# New diaphragms needed-maybe.



## Imagewerx (Nov 30, 2012)

I've got a pair of Image Dynamics CD2 comps in my car that I've had for a few years now.I bought them second hand and one of them has always suffered from the voice coil partly separating from the diaphragm,it's fixed for a while with a tiny dab of superglue but always comes unstuck again a couple of times a year.

As Image Dynamics don't seem to be doing HLCDs now,I would guess they don't carry spares for these any more.I found a picture some time ago of some identical compression drivers (or at least they looked identical) with one of the more well known compression driver manufacturers names on them.I can't find this now,so does anyone know who originally made these drivers,and if I can still get replacement diaphragms for them?

Or is there an alternative driver I can use on my horns?

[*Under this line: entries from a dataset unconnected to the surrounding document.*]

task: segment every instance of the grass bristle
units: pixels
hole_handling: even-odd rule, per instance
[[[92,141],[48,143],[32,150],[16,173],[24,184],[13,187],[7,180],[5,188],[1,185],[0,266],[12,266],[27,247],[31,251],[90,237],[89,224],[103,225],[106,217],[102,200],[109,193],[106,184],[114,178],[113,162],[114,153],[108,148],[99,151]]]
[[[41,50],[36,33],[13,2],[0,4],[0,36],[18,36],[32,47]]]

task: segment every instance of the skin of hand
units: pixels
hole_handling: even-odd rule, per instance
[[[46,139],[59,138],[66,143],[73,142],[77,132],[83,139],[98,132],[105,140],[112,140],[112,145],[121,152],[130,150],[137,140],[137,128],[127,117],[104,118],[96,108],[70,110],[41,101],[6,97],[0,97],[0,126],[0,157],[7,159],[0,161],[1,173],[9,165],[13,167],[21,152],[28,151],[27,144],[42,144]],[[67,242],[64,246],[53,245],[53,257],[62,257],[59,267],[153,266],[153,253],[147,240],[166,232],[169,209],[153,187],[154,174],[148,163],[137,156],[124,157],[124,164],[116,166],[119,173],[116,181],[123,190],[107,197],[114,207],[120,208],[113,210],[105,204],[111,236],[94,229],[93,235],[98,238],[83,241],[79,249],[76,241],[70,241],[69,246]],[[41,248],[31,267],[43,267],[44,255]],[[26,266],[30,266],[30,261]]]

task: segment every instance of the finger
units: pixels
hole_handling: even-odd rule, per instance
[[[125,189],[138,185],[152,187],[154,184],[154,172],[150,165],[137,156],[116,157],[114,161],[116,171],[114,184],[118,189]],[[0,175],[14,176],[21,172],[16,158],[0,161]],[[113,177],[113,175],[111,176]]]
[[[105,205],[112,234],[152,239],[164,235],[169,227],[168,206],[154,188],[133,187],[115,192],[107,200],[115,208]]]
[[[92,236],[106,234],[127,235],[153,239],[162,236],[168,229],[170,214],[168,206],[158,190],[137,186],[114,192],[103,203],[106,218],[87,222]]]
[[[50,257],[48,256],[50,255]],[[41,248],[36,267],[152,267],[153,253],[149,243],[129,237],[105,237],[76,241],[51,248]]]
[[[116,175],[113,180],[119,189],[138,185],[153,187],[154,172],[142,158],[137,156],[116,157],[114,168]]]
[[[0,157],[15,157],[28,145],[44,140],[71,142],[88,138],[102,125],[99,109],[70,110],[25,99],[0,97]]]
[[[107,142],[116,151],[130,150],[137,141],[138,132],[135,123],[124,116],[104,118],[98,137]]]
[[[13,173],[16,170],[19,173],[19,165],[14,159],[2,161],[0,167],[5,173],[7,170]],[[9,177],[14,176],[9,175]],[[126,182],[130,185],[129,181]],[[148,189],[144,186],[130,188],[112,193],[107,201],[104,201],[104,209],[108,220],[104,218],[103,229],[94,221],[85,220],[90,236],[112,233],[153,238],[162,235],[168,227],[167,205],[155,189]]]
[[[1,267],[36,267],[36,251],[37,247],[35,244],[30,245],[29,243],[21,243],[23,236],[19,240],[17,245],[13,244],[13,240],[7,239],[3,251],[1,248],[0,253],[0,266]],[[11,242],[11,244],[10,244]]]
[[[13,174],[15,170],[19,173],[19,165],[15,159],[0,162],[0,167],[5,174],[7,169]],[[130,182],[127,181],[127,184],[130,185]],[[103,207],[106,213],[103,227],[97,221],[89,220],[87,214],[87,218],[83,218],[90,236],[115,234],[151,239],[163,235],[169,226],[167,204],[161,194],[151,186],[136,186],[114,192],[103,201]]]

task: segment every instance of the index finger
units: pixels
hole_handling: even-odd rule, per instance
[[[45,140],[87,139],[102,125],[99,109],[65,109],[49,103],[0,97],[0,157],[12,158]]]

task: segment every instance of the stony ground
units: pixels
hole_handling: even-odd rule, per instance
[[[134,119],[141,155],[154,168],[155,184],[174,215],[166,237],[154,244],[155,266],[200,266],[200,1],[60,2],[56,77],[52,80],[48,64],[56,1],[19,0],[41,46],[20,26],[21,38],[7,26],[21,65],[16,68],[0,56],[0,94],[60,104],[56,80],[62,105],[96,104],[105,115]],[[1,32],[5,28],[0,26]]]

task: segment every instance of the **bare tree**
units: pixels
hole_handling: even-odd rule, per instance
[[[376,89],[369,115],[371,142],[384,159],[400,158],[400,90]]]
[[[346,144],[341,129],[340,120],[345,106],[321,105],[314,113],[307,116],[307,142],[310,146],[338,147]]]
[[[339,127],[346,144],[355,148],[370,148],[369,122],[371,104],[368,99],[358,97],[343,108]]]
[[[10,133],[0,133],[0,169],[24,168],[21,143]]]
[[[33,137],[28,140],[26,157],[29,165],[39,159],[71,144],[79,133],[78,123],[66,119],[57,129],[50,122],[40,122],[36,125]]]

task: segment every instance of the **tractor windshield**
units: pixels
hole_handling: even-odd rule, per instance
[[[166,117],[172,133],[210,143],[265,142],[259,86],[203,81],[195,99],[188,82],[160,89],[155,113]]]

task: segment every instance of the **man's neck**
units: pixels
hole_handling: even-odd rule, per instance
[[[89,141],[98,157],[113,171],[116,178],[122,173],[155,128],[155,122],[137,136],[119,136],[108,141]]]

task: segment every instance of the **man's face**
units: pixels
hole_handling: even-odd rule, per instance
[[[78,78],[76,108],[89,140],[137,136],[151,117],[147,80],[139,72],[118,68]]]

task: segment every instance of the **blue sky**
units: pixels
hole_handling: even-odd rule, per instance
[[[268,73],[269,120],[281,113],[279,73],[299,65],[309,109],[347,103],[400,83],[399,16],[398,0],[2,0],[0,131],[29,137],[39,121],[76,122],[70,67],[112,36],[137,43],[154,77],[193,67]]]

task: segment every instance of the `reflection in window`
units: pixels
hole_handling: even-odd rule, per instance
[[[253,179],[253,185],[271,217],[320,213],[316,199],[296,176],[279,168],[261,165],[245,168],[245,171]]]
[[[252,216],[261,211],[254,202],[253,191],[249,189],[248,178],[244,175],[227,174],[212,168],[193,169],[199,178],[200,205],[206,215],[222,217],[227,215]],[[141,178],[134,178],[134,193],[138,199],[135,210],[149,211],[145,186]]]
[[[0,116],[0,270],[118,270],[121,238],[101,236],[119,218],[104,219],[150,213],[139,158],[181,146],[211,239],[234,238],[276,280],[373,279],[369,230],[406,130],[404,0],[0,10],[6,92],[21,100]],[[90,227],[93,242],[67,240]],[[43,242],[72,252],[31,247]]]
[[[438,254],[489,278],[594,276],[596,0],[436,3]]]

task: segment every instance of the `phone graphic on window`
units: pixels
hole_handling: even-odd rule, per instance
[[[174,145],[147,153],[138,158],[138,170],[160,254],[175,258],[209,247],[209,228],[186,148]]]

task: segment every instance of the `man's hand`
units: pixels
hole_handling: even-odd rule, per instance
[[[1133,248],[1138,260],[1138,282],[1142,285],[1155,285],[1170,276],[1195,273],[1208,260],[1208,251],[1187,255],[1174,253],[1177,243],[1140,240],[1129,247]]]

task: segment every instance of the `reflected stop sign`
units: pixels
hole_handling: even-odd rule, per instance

I can't go any larger diameter as the left hand one is already touching the firewall,but I can go slightly deeper if needed.





Apart from this very old photo the previous owner sent me,this is the only one I can find that shows the outside of the drivers.


----------



## Eric Stevens (Dec 29, 2007)

I am still providing support and spare parts for these and have the diaphragms for them available.

Contact me by PM and we get this taken care of.

Eric Stevens


----------



## roduk (Sep 19, 2008)

Eric's got it sorted


----------



## Imagewerx (Nov 30, 2012)

roduk said:


> Eric's got it sorted


I saw what you did there:laugh4:.


----------